Non tutti i lettori, qui a Mantova, sono così reattivi, esigenti. Molti, la maggioranza forse, vanno soprattutto a caccia di riconferme, di istruzioni per l’uso e di risposte precotte, si accontentano di seguire solo le star, i nomi più famosi, gli autori che fanno notizia e opinione in tv o sui mass media. Oppure divi altrimenti inavvicinabili come Charlotte Rampling, che fa il pienone con un libricino biografia che non racconta quasi nulla: appaga il fatto di vederla così da vicino, scoprire che la malia del suo sguardo liquido è rimasta intatta nonostante l’età, come la classe che trasuda da ogni suo gesto. Sono gli incontri più gettonati, dove trovi più ressa, dove il rito della caccia all’autografo – una prova da c’ero anch’io da esibire come un selfie – raggiunge il suo culmine.

Lettori-spettatori, li classifica con distacco da entomologo ma senza alcuno snobisno, Marcello Fois, pioniere dei nuovi gialli all’italiana e qui come autore di un divertente Manuale di lettura creativa. Lettori che al libro non chiedono niente e non aggiungono niente, spesso neanche la fatica di sceglierli, come un utente tv che si sintonizza sul canale che trova aperto e non si sposta da lì.

A questa platea pigra da bestseller Fois contrappone un altro tipo di lettore, con cui da scrittore può e riesce a giocare, stringere patti d’alleanza e di complicità davvero alla pari. Perché senza un lettore di questo tipo nessun libro, nessun romanzo ha vita lunga. «Perché una storia deve aver vita propria, oltre i confini che con una buona scrittura le hai assegnato. Anche imboccando direzioni diverse da quelle che avevi previsto. Un buon libro, non importa quanto abitabile, deve essere abitato. E un autore senza paraocchi a chi gli assicura – un miracolo – questa partecipazione, deve spalancare le sue stanze, attrezzargli ed offrirgli un camera per gli ospiti la più accogliente possibile».

A sfogliare i dati finali del festival sembra quasi di poter misurare questi pubblici così diversi. La prima categoria dei lettori-guardoni affibbiata ai 65 mila spettatori degli incontri gratuiti. La seconda dei lettori creativi e più motivati inquadrata dalle 70 mila presenze degli eventi a pagamento. Ma sarebbe un abbaglio. Le due platee sono molto più intrecciate, contaminate, i transiti da un gruppo all’altro poco decifrabili. Una commistione che offre agli organizzatori nuovi traguardi, impone loro continui aggiornamenti, solte, ritocchi. E il divieto assoluto di accreditare l’universo della letteratura come una via di ritorno all’ordine.
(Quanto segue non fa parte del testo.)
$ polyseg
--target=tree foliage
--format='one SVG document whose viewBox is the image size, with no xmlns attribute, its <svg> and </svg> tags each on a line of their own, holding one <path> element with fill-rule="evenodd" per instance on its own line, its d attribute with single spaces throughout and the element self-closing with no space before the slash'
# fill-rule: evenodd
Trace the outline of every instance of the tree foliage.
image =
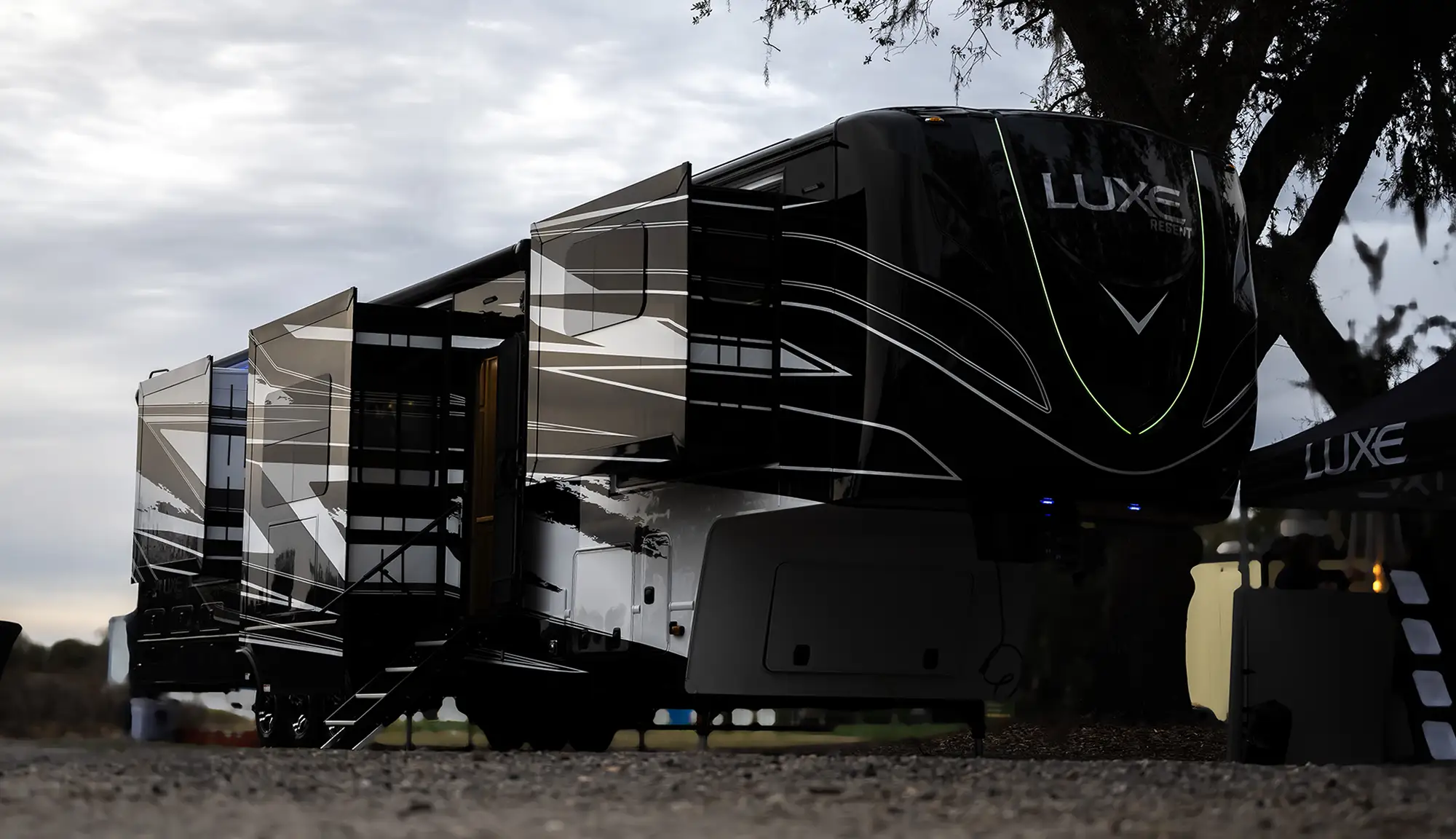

Tra le modifiche da mettere in cantiere non guasterebbe un po’ più di trasparenza. Sappiamo da dove vengono e come sono ripartite le entrate: per l’11 per cento da soldi pubblici, per il 17 per cento dai biglietti venduti, il resto dagli sponsor. Ma ignoriamo quanti soldi è costato il festival in cifre assolute e come si sono distribuite le uscite. E infine perché non mettere a frutto con più responsabilità gli ottocento volontari, quegli ottocento ragazzi in maglietta blu relegati salvo qualche eccezione a incombenze e un anonimato da  bassa truppa? Senza neanche un gettone di presenza, vitto e alloggio solo a quelli che arrivano da fuori Mantova, il contentino di un po’ di visibilità e il ringraziamento pubblico perché «fanno allegria». Un trattamento da servi. Succede in tutte le democrazie, si ripete in questa effimera capitale dei libri, non c’è da meravigliarsi.

Fortunato un mondo che non ha bisogno di eroi, da cambiare un mondo che continua ad aver bisogno di schiavi. Chissà che non spunti fuori uno Spartaco a guidare questo esercito di precari così maltrattato ed entusiasta alla ribellione. Il festival avrebbe tutto da guadagnarci.